The US Naval Air Systems Command (NAVAIR) has successfully completed the first flight demonstration of a flight critical aircraft component built using additive manufacturing.

The MV-22B Osprey completed a test flight fitted with a titanium, 3D printed link and fitting assembly for the engine nacelle.  According to NAVAIR, the assembly is one of four that secure a V-22’s engine nacelle to the primary wing structure and will remain on the aircraft for continued evaluation. 

Aviation Mechanic Cody Schwarz works to install a 3D printed, titanium link and fitting on an MV-22 Osprey engine nacelle
Aviation Mechanic Cody Schwarz works to install a 3D printed, titanium link and fitting on an MV-22 Osprey engine nacelle

“The flight went great. I never would have known that we had anything different on-board,” said MV-22 Project Officer Maj. Travis Stephenson, who piloted the flight.

The metal link and fitting assembly for the flight were printed at Naval Air Warfare Center Aircraft Division in Lakehurst, New Jersey.  Prior to the flight, multiple V-22 components built by Lakehurst and Penn State Applied Research Laboratory were tested at Patuxent River for validation.

“In the last 18 months, we’ve started to crack the code on using AM safely,” said Liz McMichael, AM Integrated Product Team lead. “We’ll be working with V-22 to go from this first flight demonstration to a formal configuration change to use these parts on any V-22 aircraft.”
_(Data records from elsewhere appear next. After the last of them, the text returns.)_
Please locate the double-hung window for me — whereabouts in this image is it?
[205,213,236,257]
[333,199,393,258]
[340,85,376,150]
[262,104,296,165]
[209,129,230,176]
US Naval Aviation has employed additive manufacturing as a prototyping tool since the early 1990s and has recently begun the process of printing non-flight critical parts and tools. The flight demonstration was the first US Navy aircraft to fly with an AM part considered essential to maintaining safe flight.

Navy officials are said to envision a future where all parts can be made on-demand globally by fleet maintainers and operators, plus industry partners. In practise, digital data will be stocked, removing the need to order, stock or ship parts.

Including the V-22 link and fitting assembly, McMichael and her team have identified six additional safety-critical parts they plan to build and test over the next year for three US Marine Corps rotorcraft aircraft — the V-22, H-1 and CH-53K. Three of the parts will be made out of titanium, while the other three will be stainless steel.

Despite the successful test flight, NAVAIR officials said that additional work needs to be done before deployed aircraft can fly in theatre with 3D printed, safety-critical parts.

“Our AM team has done some incredible work in a relatively short period of time - both internally through its production of aircraft components to be used in flight testing and externally through its liaison with industry and other government organizations,” said Vice Admiral Paul A Grosklags, NAVAIR commander.  “Although the flight…is a great step forward, we are not trying to ‘lead’ industry in our AM efforts, but it is absolutely critical that we understand what it takes to successfully manufacture and qualify AM parts for flight in naval aircraft, which we expect will largely be manufactured by our industry partners.  Where I believe we can ‘lead’ industry is in the development of the AM "digital thread," from initial design tools all the way to the flight line -- securely maintained and managed through the life of an aircraft program.”